High-Precision Sensorless Optimal Commutation Deviation Correction Strategy of BLDC Motor With Asymmetric Back EMF

Due to the asymmetry of the actual back electromotive force (back EMF), the performance of the conventional commutation deviation correction method degrades in sensorless control of the brushless direct current (BLDC) motor. This article proposes a high-precision sensorless optimal commutation deviation correction strategy, which considers the asymmetry problems of the back EMF. First, this article discusses the optimal commutation issues and the internal power factor angle based commutation deviation correction method. Then, given the issue of the nonsinusoidal phase current integration and the asymmetric back EMF, a dual improved second-order generalized integrator with a positive sequence component extractor (DISOGI-PSCE) is proposed.
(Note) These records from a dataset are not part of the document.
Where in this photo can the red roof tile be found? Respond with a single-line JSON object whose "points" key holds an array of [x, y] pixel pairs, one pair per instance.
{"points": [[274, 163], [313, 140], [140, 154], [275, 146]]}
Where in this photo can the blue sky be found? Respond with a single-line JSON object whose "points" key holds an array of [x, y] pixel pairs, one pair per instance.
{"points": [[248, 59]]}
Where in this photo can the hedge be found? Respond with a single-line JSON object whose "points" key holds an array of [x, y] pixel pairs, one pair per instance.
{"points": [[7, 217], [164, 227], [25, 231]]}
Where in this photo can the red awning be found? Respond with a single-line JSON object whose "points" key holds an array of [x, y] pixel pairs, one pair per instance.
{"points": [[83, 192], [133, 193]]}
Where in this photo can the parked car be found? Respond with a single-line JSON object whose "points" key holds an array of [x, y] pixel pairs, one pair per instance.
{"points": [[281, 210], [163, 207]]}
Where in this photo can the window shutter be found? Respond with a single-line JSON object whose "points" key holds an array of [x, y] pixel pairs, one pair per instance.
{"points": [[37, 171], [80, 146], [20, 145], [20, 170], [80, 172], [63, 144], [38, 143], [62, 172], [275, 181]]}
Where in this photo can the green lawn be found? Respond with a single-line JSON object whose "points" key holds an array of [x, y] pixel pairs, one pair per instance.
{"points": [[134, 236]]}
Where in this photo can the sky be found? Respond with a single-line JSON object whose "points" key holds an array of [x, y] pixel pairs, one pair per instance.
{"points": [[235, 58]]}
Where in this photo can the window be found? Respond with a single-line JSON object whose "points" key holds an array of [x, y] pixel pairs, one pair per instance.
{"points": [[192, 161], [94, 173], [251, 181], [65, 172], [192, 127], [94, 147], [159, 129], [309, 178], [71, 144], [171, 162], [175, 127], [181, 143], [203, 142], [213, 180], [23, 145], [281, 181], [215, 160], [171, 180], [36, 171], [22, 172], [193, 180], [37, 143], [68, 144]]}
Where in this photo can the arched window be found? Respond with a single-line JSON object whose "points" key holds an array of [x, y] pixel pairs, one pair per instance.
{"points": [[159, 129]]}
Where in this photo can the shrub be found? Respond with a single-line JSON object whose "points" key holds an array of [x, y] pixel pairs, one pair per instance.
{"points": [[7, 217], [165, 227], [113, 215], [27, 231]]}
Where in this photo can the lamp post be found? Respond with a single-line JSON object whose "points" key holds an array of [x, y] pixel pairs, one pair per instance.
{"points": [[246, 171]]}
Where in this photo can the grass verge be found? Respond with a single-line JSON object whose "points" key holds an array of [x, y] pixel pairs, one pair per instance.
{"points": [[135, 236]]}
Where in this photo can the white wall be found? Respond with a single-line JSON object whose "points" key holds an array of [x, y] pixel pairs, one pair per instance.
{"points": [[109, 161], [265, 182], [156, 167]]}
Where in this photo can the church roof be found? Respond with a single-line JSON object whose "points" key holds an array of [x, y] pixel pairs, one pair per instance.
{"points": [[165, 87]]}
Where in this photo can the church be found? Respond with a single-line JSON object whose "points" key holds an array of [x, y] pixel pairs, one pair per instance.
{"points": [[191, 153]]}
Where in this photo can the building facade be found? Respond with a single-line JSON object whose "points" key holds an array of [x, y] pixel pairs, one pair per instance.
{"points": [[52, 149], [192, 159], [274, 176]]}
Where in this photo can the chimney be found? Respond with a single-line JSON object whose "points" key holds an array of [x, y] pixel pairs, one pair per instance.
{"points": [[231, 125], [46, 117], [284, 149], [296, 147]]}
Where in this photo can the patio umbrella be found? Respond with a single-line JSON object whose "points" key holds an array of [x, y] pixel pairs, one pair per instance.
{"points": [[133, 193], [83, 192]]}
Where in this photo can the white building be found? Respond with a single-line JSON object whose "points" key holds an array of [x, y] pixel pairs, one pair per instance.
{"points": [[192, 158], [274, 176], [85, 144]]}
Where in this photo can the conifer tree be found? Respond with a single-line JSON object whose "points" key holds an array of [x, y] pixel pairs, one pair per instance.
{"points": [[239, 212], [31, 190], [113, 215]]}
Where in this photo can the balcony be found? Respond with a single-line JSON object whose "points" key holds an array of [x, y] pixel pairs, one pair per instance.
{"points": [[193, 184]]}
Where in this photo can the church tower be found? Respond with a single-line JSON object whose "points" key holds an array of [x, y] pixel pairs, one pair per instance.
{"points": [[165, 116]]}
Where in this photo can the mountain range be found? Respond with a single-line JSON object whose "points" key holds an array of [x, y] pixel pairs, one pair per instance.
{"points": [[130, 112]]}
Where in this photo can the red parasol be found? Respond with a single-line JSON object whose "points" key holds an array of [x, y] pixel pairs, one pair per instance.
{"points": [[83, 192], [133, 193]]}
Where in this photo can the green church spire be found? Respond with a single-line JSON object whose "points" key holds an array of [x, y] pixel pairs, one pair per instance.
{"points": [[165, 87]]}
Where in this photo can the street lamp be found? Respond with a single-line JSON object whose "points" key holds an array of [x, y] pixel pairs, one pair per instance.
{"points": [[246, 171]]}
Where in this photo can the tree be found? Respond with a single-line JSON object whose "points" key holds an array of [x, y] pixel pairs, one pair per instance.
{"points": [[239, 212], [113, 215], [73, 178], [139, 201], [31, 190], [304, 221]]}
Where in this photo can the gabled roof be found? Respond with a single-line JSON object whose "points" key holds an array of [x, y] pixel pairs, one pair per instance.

The DISOGI-PSCE can effectively deal with the dc component and harmonics in flux-linkage and current integration, as well as the asymmetry of the back EMF. Finally, experimental tests are performed on a magnetically suspended control moment gyroscope BLDC motor, which verified the effectiveness of the proposed high-precision sensorless optimal commutation deviation correction method.

Automated summary

This article introduces a high-precision sensorless optimal commutation deviation correction strategy to address the asymmetry issues of back EMF in BLDC motors, with experimental tests confirming its effectiveness.